Born on 21 December 1710 in the parish of San
Marcuola, he was the son of Antonio Marieschi, a modestly-talented sculptor who would die when the boy was 11 years old. Thereafter, Michele learnt the rudiments of his art from his maternal grandfather, Antonio Meneghini, an artist who worked
as a set painter. However, his real teacher would be Gaspare Diziani, who at the time was also working as a set painter in the workshop of Francesco Tasso.
The first references to Marieschi’s work regard drawings produced for Tasso: designs for the temporary fittings raised in the Fano church of San Paterniano for the funeral of Maria Clementina Sobieski in 1735. It is likely that around the same
period Michele also began working as a painter in his own right, producing the large celebratory work The Entrance of Patriarch Antonio Correr into Venice, which records a ceremonial event that had taken place on 17 February that very year; the work is now in a private collection.

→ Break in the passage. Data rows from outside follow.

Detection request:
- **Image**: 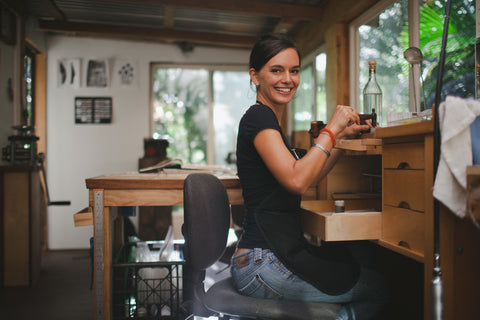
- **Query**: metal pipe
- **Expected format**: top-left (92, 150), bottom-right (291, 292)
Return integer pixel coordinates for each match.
top-left (432, 1), bottom-right (452, 319)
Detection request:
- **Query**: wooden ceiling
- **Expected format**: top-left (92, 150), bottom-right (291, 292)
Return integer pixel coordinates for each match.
top-left (20, 0), bottom-right (330, 50)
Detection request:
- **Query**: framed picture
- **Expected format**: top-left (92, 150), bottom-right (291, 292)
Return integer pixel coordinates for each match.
top-left (58, 58), bottom-right (81, 88)
top-left (75, 97), bottom-right (113, 124)
top-left (86, 59), bottom-right (109, 88)
top-left (0, 4), bottom-right (16, 45)
top-left (114, 59), bottom-right (138, 87)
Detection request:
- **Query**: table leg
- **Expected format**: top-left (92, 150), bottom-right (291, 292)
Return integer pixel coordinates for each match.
top-left (94, 189), bottom-right (112, 320)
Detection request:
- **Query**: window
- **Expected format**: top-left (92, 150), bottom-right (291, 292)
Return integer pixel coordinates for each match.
top-left (315, 53), bottom-right (327, 122)
top-left (212, 70), bottom-right (252, 165)
top-left (292, 51), bottom-right (327, 131)
top-left (150, 64), bottom-right (252, 166)
top-left (24, 46), bottom-right (36, 127)
top-left (350, 0), bottom-right (475, 126)
top-left (419, 0), bottom-right (475, 107)
top-left (293, 63), bottom-right (314, 131)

It is not easy to chart subsequent events in the artist’s brief career. Documents record that in 1736 he would paint a View of the Doge’s Palace looking towards the Basilica for Maresciallo Mathias von Schulenburg.
For the same patron, he would paint a View of the Rialto the following year, and two more works in 1740. In the meantime, in 1737, Michele had married Angelo Fontana, the daughter of the most important picture-dealer in Venice.
He would then supply his father-in-law’s shop in San Luca with a large number of precisely-detailed views of the city and fascinating imaginary landscape scenes.
Most of these were intended for the foreigners who at the time were flocking to Venice as part of the Grand Tour.
Curiously enough, Marieschi worked only on the perspective layout, architectural structures and landscape composition of his paintings, leaving the figures to other specialists, who have been variously identified as Diziani, Francesco Simonini, Francesco Fontebasso and Antonio Guardi; Michele had met the latter in the period when he was working for Schulenburg.
After the painter’s untimely death at the age of only 33 years old (on 18 January 1743), his studio would be taken over by his pupil Francesco Albotto, who in 1744 would also marry Marieschi’s widow.